In this article, I will cover several nutritious foods and discuss what to look for and what to avoid along with the best ways to serve and store these foods.

Nutrient Dense Food #1 – Apples
Apples are rich in natural sugars (glucose, fructose and sucrose). Apples have small amounts of vitamin A and B, plus vitamin C.

Tips When Buying:
When buying apples look for firm, brightly colored red Macintosh; clear-green Granny Smith; golden-yellow Delicious. The best way to serve this food is fresh and unpared to take full advantage of the fiber found in the peel which helps to preserve the vitamin C.

dietary-tips-popular-nutrient-dense-foods-apples

Avoid:
Bruised apples. If you buy them packed in a plastic bag, turn the bag upside down and examine the fruit carefully.

How To Store This Food:
Always keep the apples in the refrigerator because cool storage keeps them from losing their moisture and this keeps them fresh.

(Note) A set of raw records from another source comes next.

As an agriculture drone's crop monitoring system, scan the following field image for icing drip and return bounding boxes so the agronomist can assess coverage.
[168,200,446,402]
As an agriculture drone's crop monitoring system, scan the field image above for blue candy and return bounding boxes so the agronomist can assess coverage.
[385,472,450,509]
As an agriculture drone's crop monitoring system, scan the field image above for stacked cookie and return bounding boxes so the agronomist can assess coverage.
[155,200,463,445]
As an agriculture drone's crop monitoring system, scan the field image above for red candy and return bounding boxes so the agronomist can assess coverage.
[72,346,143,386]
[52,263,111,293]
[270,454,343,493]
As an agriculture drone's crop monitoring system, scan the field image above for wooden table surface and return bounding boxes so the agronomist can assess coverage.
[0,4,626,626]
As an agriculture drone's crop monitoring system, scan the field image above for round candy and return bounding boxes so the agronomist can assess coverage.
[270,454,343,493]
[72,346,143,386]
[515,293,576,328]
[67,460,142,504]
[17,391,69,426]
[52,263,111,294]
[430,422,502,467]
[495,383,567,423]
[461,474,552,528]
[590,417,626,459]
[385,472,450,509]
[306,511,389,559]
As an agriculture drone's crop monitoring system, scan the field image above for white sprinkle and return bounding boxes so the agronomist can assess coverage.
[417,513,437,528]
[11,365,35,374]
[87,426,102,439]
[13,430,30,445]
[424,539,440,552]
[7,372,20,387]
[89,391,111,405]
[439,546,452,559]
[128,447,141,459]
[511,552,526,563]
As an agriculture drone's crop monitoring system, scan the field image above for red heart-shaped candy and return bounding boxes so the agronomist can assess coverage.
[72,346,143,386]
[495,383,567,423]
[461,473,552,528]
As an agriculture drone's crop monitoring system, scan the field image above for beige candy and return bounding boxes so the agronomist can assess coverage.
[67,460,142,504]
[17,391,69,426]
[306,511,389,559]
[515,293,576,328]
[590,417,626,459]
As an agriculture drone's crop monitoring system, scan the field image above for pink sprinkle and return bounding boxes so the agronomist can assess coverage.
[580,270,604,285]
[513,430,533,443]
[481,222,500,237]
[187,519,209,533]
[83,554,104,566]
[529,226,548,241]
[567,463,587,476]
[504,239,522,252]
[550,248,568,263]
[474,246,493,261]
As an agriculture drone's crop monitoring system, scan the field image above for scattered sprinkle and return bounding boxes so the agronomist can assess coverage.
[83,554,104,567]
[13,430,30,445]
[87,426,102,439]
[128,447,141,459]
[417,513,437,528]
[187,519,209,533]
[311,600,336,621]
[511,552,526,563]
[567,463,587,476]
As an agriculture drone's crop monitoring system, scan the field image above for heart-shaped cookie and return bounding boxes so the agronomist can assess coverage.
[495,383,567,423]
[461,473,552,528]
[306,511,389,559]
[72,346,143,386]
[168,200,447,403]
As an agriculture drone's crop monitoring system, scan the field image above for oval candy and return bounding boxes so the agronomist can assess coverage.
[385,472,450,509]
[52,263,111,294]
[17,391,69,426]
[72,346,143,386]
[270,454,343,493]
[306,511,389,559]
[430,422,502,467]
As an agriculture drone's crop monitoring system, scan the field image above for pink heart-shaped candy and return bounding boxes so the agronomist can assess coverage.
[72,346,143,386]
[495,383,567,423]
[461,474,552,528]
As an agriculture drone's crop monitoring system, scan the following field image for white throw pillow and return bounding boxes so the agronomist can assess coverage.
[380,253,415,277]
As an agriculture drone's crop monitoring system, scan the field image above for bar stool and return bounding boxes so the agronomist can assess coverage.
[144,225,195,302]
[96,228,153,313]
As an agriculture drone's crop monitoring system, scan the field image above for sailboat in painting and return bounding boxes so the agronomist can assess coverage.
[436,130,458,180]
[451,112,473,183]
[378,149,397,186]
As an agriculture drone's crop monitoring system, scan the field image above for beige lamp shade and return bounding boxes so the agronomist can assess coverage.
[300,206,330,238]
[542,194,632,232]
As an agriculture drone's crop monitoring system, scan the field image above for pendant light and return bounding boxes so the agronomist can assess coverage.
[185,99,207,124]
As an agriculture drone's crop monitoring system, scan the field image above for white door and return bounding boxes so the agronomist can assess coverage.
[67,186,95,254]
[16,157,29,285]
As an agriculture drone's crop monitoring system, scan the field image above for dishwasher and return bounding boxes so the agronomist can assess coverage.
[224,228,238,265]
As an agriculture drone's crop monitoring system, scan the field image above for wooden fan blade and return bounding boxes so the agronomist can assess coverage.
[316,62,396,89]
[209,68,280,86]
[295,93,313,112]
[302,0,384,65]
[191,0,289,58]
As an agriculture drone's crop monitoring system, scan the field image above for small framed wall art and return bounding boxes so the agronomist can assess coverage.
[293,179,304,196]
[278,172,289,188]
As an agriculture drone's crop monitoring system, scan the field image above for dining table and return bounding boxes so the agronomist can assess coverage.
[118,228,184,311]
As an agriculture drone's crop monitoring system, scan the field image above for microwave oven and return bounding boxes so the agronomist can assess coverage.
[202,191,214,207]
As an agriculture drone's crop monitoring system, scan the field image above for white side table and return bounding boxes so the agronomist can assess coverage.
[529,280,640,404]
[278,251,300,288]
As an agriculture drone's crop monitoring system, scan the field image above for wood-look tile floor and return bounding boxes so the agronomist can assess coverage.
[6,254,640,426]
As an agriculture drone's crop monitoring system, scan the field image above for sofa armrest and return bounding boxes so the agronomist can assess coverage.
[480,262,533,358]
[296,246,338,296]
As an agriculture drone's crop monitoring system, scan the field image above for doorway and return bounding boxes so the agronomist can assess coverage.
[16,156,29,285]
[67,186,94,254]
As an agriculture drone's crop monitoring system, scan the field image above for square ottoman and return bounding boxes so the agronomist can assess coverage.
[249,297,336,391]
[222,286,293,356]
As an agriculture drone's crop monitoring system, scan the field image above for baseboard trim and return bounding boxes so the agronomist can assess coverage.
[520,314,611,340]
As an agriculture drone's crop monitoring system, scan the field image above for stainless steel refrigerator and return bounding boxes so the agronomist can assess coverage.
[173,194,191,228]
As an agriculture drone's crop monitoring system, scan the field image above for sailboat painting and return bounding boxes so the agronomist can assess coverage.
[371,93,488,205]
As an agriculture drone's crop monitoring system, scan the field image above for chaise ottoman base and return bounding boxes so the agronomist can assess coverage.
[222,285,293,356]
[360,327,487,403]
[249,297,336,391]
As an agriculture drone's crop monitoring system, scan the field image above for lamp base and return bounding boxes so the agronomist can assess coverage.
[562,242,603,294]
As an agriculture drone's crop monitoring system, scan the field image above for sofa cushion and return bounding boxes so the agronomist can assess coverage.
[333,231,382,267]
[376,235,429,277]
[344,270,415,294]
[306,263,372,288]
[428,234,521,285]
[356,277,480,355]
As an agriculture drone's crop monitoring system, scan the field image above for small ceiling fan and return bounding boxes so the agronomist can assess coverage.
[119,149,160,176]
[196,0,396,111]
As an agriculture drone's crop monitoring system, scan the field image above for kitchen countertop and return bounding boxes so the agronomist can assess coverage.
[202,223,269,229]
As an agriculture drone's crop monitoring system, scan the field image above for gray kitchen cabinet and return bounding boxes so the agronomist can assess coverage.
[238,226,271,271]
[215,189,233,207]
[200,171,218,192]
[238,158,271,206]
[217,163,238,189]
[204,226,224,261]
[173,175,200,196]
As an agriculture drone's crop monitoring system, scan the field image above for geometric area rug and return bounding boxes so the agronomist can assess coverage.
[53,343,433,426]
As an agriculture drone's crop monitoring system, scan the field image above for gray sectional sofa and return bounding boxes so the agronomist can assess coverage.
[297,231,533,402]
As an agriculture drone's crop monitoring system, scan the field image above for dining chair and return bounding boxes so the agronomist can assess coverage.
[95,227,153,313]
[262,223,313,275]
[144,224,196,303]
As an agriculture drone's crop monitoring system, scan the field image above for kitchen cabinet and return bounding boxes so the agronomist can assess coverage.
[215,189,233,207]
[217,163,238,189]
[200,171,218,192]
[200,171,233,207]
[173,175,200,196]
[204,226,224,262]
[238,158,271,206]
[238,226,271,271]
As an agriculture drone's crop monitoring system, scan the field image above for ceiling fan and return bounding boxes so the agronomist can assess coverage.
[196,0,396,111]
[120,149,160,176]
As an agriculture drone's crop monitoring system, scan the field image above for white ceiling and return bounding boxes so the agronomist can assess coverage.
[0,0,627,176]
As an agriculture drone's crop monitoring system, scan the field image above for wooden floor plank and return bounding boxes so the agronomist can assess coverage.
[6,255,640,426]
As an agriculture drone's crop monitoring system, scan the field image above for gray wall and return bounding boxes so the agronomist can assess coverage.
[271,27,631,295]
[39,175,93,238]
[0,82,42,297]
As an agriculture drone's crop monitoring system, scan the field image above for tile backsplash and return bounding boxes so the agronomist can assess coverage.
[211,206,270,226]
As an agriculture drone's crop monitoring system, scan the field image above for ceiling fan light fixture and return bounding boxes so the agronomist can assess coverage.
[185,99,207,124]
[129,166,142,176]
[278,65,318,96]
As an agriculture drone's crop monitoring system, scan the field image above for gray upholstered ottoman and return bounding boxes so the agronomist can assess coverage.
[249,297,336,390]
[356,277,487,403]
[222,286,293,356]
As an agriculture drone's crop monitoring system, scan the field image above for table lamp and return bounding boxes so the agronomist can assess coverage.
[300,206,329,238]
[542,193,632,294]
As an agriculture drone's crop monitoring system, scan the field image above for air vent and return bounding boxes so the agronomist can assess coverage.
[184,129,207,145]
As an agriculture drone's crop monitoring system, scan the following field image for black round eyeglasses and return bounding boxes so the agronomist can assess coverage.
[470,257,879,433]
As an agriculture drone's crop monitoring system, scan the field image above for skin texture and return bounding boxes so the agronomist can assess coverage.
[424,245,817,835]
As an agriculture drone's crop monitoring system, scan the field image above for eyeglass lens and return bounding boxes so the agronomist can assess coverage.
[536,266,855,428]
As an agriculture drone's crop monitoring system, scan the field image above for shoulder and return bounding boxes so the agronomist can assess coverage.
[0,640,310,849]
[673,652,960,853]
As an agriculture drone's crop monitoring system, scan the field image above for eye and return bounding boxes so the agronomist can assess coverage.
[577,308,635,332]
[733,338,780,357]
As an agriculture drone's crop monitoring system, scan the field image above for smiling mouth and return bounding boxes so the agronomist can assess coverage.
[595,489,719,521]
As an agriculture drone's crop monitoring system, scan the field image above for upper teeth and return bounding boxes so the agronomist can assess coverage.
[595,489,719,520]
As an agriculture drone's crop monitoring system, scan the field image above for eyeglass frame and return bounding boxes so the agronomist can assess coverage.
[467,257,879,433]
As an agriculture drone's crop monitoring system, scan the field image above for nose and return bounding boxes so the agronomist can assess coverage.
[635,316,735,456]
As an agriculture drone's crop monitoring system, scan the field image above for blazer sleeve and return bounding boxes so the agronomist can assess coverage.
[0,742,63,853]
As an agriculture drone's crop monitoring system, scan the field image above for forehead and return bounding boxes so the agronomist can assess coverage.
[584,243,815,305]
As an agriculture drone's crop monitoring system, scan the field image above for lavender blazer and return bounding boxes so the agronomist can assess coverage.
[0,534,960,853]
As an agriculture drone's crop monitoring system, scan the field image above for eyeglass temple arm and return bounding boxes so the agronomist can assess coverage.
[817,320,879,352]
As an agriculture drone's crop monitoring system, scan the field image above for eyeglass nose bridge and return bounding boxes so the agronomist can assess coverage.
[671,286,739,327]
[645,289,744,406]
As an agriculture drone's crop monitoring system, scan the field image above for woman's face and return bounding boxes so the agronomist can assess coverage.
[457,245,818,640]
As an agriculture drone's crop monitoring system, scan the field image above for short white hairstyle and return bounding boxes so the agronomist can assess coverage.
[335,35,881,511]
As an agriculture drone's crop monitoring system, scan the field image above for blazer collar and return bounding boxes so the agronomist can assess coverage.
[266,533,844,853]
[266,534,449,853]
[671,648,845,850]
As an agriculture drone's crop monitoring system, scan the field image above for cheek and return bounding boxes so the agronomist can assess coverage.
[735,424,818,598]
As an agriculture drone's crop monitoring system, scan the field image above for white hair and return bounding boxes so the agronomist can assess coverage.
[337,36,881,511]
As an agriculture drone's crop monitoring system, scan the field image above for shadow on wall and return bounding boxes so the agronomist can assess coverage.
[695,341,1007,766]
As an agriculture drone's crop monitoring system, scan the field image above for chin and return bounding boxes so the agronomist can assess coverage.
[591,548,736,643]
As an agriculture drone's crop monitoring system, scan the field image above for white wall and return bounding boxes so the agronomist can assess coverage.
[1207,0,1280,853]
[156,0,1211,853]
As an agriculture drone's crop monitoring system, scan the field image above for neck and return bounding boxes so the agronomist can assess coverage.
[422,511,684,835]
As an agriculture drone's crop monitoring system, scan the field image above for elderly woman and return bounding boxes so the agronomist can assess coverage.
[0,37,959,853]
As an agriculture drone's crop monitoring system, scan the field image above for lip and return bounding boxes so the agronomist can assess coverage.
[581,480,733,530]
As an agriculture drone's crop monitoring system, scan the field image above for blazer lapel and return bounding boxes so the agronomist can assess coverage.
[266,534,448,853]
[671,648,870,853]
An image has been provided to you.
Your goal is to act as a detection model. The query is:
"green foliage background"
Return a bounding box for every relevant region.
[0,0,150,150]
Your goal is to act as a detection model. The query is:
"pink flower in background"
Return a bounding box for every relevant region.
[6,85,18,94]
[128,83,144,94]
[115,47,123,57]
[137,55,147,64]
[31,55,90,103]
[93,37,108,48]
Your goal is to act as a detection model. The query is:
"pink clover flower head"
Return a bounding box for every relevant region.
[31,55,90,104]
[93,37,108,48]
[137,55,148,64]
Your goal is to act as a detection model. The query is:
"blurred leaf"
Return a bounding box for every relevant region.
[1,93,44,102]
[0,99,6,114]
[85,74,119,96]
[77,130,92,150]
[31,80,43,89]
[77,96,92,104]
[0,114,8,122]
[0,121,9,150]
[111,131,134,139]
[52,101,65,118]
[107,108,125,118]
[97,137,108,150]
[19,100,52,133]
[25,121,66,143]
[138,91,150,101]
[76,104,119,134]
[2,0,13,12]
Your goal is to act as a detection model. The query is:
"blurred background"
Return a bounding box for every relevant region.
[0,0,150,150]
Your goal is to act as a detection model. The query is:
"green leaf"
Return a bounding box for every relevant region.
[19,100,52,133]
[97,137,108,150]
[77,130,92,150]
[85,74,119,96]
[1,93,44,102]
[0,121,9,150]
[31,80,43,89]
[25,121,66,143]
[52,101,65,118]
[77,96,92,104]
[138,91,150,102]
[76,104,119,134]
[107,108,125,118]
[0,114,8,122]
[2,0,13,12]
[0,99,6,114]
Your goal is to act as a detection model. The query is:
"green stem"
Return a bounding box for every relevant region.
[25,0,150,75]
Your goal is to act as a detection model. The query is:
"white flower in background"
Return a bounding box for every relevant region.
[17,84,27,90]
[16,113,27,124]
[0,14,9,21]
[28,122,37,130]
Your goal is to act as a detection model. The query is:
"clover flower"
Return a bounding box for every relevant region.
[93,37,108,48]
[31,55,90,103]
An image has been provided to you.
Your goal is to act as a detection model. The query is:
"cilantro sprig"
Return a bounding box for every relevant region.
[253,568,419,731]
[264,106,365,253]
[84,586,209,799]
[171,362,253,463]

Nutrient Dense Food #2 – Asparagus
Asparagus is a great source of vitamin A, vitamin C, B vitamins as well as folic acid.

Tips When Buying:
Look for bright, green stalks. Asparagus is in season March through August.

What To Avoid:
Wilted stalks.

How To Store This Food:
Store fresh asparagus in the refrigerator to keep it crisp. Wrap it in a dry paper towel and then place it in a plastic bag before storing.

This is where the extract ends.